This project, supported by the U.S. Department of Energy’s Building America Program, is a case study in reaching zero energy within the affordable housing sector in cold climates. The design of the 1200 square foot, 3 bedroom Denver zero energy home carefully combines envelope efficiency, efficient equipment, appliances and lighting, and passive and active solar features to reach the zero energy goal.
From April 2006 through March 2007 the home’s 4kW PV system produced 5127 kWh of AC electricity. Only 3585 kWh of electricity and 57 therms of natural gas were used in the home during this period. On a source energy basis, the home produced 24% more energy than it used.
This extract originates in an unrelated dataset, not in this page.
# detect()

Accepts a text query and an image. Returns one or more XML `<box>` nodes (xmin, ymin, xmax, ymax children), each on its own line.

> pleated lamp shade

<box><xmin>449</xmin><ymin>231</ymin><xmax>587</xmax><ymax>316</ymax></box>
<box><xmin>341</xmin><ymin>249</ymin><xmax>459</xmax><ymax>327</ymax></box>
The energy used for space heating, water heating, and lighting have been dramatically reduced through superinsulation, passive solar tempering, solar water heating, compact florescent lights and other efficiency measures. The energy used in the home is now dominated by appliance and plug loads determined by occupant choices and behavior. These loads constitute 58% of all the source energy used in the home. Because these loads are generally outside of the control of the home designer and vary considerably with different occupants, sizing a PV system to achieve zero net energy performance is challenging.
This case study demonstrates that it is possible to build efficient affordable zero energy homes in cold climates with standard building techniques and materials, simple mechanical systems, and off-the-shelf equipment.